Saving for post-secondary education just became easier for parents in Quebec. Parents, grandparents and others can now receive a Quebec Education Savings Incentive (QESI) for their children’s or grandchildren’s education savings program through Fidelity Investments Canada ULC, the fund company said Thursday.

“Opening a Registered Education Savings Plan is an important first investment in your children’s future. Fidelity is pleased to be one of the first major mutual fund companies to offer the QESI for parents in Quebec,” said Charles Danis, vice president, regional sales, Fidelity.

The QESI is a program made available for RESP clients who reside in Quebec. The Quebec government established the QESI in February 2007 to provide assistance to Quebec families to help them save for their children’s education. The incentive is comprised of a refundable tax credit paid directly into the RESP of qualified Quebec residents. An additional credit will be available for families that meet certain family income criteria.

“Tens of thousands of dollars are available to parents through federal and provincial educational granting programs,” said Danis. “By the time your child is ready for post-secondary education, parents could realize over $25,000 in savings all without spending a penny of their own. Plus, your investment in your child’s future is fully tax-sheltered.”

Parents can save a significant amount for a child’s post-secondary education just by investing the Universal Child Care Benefit (UCCB) and making use of other government grants such as the QESI and the Canada Education Savings Grant (CESG). For example, every month, until a child reaches the age of six, parents receive the Universal Child Care Benefit of $100. Parents can arrange to have that amount automatically invested in a mutual fund within their child’s RESP. By contributing the UCCB every month for six years, parents will have put aside $7,200 in savings.

Additionally, the CESG provides a grant of 20 cents for every dollar invested. This will provide $1,440 in savings over this same period. Finally, the QESI adds $720 in savings to parents. After 18 years of dedicated investing, using a mutual fund earning a consistent 7% annual return, parents could have $26,553 in savings.
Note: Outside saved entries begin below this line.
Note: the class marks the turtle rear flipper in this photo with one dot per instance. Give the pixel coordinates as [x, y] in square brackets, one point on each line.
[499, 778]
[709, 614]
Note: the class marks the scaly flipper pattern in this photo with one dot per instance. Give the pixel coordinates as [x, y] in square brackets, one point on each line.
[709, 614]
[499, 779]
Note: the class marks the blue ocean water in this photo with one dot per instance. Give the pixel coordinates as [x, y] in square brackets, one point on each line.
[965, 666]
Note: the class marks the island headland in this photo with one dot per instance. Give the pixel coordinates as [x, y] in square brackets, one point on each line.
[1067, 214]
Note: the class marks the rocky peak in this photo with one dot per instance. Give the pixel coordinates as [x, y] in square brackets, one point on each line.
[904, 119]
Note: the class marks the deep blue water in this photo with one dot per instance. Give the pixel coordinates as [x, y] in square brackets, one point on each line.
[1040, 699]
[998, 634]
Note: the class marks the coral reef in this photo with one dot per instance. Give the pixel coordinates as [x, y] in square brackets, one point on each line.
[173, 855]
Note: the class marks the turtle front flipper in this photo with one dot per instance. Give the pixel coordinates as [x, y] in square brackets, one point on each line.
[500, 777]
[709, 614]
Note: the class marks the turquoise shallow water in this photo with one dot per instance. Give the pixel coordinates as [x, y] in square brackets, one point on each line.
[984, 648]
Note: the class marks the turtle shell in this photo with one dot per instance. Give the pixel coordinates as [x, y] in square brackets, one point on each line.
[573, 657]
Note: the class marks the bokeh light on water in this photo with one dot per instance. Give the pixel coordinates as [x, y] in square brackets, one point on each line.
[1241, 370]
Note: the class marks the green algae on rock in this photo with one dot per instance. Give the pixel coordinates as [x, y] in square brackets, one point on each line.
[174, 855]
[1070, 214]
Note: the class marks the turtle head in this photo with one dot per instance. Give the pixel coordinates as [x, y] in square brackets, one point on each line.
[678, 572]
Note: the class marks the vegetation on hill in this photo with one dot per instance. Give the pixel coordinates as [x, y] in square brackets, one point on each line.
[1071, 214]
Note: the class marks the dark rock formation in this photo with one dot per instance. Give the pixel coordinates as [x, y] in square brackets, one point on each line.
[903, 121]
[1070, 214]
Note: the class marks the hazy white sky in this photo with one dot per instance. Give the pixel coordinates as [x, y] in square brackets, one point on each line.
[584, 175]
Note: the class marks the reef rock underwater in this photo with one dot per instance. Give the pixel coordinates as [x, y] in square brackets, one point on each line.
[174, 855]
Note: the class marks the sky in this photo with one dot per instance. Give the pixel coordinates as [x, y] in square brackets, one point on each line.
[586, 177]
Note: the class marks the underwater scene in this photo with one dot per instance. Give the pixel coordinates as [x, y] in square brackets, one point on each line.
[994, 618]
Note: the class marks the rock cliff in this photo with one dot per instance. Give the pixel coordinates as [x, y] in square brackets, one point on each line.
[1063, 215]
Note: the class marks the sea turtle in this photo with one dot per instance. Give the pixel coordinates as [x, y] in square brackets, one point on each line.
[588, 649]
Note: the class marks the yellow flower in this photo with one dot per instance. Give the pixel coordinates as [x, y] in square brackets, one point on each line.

Fidelity has applied for unclaimed QESI grants retroactive up to three years for eligible RESP account holders who made regular contributions in 2007, 2008 and 2009. Additionally, the 2010 Federal Budget put rules into place to ensure that both levels of the savings and granting programs available to RESPs are synchronized. Parents and grandparents can now maximize both provincial and federal granting systems with this rule clarification.

“Parents should speak directly with their investment advisors regarding how to open a RESP at Fidelity and how it can help them save for their children’s education. And once a qualified RESP account is opened at Fidelity, we will automatically apply for the QESI grant on behalf of the beneficiary,” said Danis.